Does Gordon really think the IT people fixed the wrong problem? Are we not far enough into Y2K yet? Is the sun in our eyes?
People are not interested in Y2K because they lack technical expertise.
This is my personal favorite. How many Y2K articles have you read in the past three months in any of the major IT trade rags? Almost no one (technical expertise notwithstanding) is interested in Y2K because IT IS OVER!
It is curious that public institutions have abrograted their responsibilities to continue event to track and assess, let alone address, this stage of the first greatest global challenge in the information age.
A graduate of the Steve Heller course of self esteem, Gordon thinks Y2K was "all that and a side of fries." Please. Y2K was a big remediation job. Large, painful, expensive... but hardly the greatest challenge of the new world.
We have failed to create a sufficient role for generalists and cross-disciplinary experts.
Gordon may not have a job long.
-- Ken Decker (firstname.lastname@example.org), July 31, 2000
(LOTS and LOTS of laughter...)
I wrote almost exactly the same thing, but my commentary was a tad more sarcastic (I did suggest that perhaps she might want to try her hand at her own field of expertise).
(I did miss the part about "...there [being] money in DC for everything". Shame on me; I almost NEVER pass up a line like that.)

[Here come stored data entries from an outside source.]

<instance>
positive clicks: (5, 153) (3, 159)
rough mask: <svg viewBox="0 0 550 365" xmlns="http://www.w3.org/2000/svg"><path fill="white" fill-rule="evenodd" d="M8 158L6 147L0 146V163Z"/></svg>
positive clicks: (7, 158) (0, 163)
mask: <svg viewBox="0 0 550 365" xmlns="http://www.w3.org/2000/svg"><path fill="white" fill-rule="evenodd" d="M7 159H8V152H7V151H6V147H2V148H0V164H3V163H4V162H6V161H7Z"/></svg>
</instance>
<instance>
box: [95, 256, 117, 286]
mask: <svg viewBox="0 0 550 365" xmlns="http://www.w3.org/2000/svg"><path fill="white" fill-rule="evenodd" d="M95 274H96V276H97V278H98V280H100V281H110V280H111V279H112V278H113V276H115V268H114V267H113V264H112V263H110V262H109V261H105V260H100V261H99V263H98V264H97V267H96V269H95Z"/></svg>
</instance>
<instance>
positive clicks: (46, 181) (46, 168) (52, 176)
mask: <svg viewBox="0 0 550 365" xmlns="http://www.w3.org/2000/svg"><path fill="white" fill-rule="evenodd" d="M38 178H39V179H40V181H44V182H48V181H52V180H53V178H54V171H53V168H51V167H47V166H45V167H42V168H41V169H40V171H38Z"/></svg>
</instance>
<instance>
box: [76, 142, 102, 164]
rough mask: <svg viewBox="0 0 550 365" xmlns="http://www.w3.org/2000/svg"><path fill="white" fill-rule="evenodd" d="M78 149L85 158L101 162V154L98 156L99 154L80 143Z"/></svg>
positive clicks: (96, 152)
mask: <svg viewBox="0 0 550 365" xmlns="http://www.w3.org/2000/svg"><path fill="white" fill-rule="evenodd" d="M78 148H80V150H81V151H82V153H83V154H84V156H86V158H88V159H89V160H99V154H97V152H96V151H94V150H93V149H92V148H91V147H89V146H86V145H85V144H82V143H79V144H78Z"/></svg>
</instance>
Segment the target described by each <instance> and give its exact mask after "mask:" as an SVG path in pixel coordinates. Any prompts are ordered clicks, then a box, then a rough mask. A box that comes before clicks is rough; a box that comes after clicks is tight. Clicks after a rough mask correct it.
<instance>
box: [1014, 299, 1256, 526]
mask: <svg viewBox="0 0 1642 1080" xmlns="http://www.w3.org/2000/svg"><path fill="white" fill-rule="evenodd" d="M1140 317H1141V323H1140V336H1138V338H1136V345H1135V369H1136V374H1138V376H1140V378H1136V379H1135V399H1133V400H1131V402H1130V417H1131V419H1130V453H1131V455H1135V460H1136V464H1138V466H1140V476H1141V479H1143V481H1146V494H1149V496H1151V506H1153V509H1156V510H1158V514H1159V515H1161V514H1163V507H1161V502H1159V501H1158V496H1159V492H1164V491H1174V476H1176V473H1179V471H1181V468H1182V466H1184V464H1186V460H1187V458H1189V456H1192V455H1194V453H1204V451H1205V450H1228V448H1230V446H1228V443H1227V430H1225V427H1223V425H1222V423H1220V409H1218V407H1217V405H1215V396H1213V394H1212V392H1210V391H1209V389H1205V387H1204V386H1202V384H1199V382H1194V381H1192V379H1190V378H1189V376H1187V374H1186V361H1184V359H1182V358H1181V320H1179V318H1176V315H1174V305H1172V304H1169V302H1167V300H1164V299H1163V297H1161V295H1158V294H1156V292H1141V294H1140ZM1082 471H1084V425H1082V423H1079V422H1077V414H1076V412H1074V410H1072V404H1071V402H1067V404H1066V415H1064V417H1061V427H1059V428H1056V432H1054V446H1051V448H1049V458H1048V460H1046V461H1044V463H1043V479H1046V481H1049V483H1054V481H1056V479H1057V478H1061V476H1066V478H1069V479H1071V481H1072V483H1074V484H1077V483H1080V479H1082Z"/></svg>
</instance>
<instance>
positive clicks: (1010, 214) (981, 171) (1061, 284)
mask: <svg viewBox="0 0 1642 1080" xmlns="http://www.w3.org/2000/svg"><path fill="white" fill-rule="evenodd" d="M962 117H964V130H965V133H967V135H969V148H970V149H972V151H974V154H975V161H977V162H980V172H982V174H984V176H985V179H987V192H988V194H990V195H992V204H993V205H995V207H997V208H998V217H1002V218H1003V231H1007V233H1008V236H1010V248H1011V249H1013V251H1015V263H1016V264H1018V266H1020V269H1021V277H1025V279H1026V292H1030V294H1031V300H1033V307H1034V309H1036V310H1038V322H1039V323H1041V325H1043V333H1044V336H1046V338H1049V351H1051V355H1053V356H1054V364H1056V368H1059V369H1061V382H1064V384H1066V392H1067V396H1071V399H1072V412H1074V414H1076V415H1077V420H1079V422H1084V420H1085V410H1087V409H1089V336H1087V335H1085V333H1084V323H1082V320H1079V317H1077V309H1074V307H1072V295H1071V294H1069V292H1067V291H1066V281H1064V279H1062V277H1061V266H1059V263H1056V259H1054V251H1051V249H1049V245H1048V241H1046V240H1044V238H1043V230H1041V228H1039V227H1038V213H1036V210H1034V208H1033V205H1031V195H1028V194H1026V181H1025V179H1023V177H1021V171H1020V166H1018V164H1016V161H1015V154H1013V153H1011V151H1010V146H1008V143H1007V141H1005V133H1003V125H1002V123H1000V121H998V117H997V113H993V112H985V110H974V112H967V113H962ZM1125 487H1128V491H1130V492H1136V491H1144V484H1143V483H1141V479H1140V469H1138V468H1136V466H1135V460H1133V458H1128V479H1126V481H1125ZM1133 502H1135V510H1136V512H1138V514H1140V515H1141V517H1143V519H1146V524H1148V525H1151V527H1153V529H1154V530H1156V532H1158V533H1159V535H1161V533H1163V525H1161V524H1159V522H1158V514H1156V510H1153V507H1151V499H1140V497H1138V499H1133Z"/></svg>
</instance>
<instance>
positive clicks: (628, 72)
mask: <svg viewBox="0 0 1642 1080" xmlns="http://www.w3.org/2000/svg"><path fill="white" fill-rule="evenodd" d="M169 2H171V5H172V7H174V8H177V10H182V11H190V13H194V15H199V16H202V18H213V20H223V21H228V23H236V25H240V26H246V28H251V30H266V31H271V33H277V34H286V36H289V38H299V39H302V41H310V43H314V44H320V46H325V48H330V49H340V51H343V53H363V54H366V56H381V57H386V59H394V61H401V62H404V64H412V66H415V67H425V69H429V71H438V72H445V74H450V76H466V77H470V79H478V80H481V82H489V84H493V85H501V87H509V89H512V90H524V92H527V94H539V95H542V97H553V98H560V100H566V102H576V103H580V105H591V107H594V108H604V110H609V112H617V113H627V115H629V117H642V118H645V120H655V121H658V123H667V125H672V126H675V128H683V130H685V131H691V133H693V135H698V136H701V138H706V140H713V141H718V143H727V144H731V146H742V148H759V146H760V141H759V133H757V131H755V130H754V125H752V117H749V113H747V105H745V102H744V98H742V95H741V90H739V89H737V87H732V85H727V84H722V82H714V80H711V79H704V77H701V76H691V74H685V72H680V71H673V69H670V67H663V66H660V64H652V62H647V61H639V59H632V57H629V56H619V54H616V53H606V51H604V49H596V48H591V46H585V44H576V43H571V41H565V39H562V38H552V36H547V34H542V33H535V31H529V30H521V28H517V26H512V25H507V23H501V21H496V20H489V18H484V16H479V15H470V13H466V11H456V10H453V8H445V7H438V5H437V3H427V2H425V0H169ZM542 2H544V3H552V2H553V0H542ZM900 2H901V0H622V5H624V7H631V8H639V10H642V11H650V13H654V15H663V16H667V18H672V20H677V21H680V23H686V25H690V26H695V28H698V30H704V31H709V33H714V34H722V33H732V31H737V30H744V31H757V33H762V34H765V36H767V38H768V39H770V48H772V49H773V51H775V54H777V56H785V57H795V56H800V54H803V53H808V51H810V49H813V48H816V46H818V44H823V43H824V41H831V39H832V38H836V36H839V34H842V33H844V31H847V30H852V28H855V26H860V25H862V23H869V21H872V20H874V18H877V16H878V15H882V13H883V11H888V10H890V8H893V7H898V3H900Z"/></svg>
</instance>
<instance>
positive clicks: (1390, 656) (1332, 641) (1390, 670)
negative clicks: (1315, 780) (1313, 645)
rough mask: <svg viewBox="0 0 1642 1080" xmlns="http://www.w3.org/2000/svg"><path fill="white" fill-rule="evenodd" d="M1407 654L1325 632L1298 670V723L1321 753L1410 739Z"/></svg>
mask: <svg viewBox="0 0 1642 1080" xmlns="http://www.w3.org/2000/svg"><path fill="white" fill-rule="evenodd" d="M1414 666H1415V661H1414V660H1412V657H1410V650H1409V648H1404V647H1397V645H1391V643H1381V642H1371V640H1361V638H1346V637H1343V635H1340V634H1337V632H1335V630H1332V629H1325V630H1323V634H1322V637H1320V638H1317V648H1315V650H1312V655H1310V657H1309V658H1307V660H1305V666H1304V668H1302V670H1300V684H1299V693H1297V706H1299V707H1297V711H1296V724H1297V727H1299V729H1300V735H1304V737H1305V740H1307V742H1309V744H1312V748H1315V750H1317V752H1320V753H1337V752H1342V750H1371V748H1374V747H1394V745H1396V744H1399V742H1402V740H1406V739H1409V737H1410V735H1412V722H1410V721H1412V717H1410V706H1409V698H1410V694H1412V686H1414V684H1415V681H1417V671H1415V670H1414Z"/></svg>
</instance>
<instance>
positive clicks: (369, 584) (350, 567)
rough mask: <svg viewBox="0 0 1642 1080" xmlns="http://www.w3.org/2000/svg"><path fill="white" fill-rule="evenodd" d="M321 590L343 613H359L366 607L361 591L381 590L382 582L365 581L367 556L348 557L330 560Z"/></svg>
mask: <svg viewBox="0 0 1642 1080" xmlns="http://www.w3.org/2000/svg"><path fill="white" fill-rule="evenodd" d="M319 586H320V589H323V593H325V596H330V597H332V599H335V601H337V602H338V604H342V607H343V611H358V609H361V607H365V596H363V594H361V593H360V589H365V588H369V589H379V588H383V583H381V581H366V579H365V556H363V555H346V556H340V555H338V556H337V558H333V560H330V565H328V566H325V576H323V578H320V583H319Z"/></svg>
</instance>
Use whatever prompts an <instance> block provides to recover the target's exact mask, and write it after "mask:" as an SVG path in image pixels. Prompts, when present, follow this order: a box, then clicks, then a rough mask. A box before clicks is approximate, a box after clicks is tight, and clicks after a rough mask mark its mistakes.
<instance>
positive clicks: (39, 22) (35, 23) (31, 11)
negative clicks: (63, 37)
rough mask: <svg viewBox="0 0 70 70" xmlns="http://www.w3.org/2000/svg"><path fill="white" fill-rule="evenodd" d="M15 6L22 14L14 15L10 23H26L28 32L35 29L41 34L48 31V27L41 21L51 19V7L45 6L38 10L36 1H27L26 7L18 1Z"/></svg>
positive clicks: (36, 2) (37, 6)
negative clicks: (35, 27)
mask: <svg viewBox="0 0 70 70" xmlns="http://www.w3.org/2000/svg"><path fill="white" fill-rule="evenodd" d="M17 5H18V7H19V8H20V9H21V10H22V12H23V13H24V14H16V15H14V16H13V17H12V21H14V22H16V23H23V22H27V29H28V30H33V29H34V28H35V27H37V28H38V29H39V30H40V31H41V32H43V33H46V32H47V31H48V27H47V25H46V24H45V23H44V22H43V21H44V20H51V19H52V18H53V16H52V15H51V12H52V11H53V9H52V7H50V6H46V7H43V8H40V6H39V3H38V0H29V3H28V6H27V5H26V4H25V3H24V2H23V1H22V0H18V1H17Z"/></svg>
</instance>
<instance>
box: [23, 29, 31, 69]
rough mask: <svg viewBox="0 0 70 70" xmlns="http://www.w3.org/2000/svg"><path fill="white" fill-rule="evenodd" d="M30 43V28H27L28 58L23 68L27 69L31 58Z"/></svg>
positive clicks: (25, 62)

I think the funniest (saddest?) part of that whole bit of hers is this: "Such possible consequences could have been avoided had remediation efforts been completed or had repairs been done that were based on an understanding of the actual or possible causes of the problems."
See if you can follow this "logic": She's projecting on problems that MIGHT HAVE HAPPENED, and is further projecting the reason such things MIGHT HAVE HAPPENED **might be** due to incomplete and/or bad repairs. Huh?!?!?
I haven't laughed this hard in a while. Thanks Ken. Thanks Paula. I really needed this one.
-- Patricia (PatriciaS@lasvegas.com), July 31, 2000.
Really fine. And literate too.
-- (email@example.com), August 01, 2000.
And, who would have thought that Paula Gordon would be the last hold out, valiently beating that dead horse for months on end, while people like Yourdon, Heller and the like have moved on to newer and fresher crisises.
After all, as any fearmonger knows, FUD is a highly perishable commodity. Even worse than potato salad on a hot day. If your going to monger fear, you've got to stay ahead of the market with newer, fresher fears to sell.
-- E.H. Porter (Just Wondering@about.it), August 01, 2000.
A couple of other comments.
Paula is automatically putting herself in the category of those few people who truly understand that something happened or is happening. Yes the rest of us: scientists, engineers, etc. we are all clueless. But Paula, Jim Lord, Mr. CEO they all got it.
Gee it must be wonderful to feel so superior to the rest of us.